Appropriation for MAPS
The MAPS system monitors schedule 2, 3, 4, and 5 controlled substances dispensed by veterinarians, pharmacists, and dispensing prescribers, or dispensed by a pharmacy licensed in Michigan. According to testimony, the appropriation would allow LARA to make the MAPS system web-based, which would help to detect suspicious activity. For instance, data will be clustered to see if there are numerous prescriptions to the same person. Additionally, the system will send an auto-alert if a person may be doctor- or pharmacy-shopping, based on the amount of controlled substances he or she is being prescribed.
MCL 333.7333a, 333.7422, 333.17708, 333.17757 and proposed 333.17744e
BACKGROUND INFORMATION:
As part of continuing efforts by Michigan Department of Health and Human Services( DHHS) to address opioid and heroin use in the state, the Michigan Prescription Drug and Opioid Abuse Task Force released the following report of findings and recommendations for action in October of 2015:
http://www.michigan.gov/documents/snyder/Presciption_Drug_and_Opioid_Task_Force_Report_504140_7.pdf
Reportedly, more than half of the 50 states have naloxone standing order programs, through which a doctor may issue a standing order under the doctor's license. In 2015, Pennsylvania and Maryland initiated statewide standing orders for naloxone. Please refer to the following links for more information on their programs:
https://www.governor.pa.gov/naloxone-standing-order/
The Highlights of the 2015 American Heart Association Guidelines Update for CPR and ECC[1] added the following language to address specific actions recommended in case of an opioid overdose:
For patients with known or suspected opioid addiction who are unresponsive with no normal breathing but a pulse, it is reasonable for appropriately trained lay rescuers and BLS [Basic Life Support] providers, in addition to providing standard BLS care, to administer intramuscular (IM) or intranasal (IN) naloxone. Opioid overdose response education with or without naloxone distribution to persons at risk for opioid overdose in any setting may be considered.
POSITIONS:
A representative of Bryan's HOPE testified in support of this bill. (4-26-16)
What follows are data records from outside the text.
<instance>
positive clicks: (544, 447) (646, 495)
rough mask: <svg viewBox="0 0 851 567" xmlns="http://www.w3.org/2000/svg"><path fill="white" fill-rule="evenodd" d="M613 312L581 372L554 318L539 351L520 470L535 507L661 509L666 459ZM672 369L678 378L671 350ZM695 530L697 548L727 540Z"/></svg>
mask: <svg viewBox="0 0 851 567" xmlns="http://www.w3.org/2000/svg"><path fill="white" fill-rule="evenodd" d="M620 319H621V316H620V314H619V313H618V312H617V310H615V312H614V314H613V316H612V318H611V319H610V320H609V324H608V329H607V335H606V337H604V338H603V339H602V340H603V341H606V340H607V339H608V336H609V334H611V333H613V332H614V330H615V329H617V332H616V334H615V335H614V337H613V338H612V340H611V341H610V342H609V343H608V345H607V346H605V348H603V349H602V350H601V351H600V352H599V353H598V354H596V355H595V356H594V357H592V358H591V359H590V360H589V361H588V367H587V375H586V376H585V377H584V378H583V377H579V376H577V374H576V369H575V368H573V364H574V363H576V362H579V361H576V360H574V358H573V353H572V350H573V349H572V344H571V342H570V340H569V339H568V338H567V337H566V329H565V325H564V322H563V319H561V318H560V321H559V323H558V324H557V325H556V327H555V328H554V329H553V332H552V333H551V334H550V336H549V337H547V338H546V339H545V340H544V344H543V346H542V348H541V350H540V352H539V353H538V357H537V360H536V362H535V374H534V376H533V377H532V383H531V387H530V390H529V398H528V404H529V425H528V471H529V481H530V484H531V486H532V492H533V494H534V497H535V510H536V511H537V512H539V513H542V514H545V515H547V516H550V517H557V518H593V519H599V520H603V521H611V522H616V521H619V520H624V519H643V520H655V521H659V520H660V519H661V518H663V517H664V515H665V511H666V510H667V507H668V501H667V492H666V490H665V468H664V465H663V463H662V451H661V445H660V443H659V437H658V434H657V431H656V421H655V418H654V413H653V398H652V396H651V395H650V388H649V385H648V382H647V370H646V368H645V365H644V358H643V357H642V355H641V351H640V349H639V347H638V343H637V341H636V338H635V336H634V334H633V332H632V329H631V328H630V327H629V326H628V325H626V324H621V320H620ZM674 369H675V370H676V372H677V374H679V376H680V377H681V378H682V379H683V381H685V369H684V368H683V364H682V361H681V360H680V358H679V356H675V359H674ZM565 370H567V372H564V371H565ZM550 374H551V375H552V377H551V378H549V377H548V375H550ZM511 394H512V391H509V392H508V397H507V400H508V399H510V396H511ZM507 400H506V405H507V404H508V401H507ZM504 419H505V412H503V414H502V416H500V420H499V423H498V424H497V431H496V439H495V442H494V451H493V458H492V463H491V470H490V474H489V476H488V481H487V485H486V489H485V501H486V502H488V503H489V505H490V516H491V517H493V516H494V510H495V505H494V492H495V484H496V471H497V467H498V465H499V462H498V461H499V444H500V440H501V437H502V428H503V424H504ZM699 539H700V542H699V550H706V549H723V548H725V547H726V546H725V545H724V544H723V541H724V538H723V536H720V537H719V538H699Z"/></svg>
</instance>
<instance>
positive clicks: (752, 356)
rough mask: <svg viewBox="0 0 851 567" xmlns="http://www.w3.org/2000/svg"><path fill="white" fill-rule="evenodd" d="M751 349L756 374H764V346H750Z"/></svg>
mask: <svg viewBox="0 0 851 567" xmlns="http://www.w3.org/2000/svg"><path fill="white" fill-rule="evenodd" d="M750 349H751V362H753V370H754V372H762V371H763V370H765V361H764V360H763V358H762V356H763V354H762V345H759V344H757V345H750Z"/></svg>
The following organizations support this bill
Michigan Department of Licensing and Regulation (LARA) (4-19-16)
Michigan Department of Health and Human Services (4-19-16)
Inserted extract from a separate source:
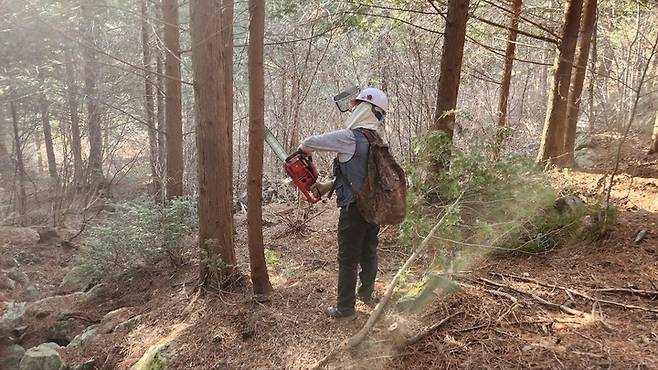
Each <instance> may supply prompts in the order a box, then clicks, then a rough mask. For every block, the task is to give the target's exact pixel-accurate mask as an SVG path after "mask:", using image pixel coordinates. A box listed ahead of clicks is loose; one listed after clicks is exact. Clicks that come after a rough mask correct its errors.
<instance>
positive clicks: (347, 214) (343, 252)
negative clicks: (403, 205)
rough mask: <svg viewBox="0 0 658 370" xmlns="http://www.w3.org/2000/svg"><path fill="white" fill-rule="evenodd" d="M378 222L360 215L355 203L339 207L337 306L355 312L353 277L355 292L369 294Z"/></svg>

Michigan Attorney General's office (4-19-16)
Life Solutions Rehab (4-19-16)
Michigan Academy of Family Physicians (4-19-16)
Michigan Council of Nurse Practitioners (4-19-16)
Michigan State Medical Society (4-19-16)
Michigan Osteopathic Association (4-19-16)
Blue Cross Blue Shield of Michigan (4-19-16)
Michigan State Police (4-19-16)
Michigan Retailers Association (4-19-16)
Michigan Pharmacists Association (4-19-16)
Michigan Association of Health Plans (4-26-16)
Michigan Health and Hospital Association (4-26-16)
Pharmacy Choice & Access Now (PCAN) (4-26-16)
Health Alliance Plan (HAP) (4-26-16)
Legislative Analyst: Jennifer McInerney
Fiscal Analyst: Paul B.A. Holland
■ This analysis was prepared by nonpartisan House Fiscal Agency staff for use by House members in their deliberations, and does not constitute an official statement of legislative intent.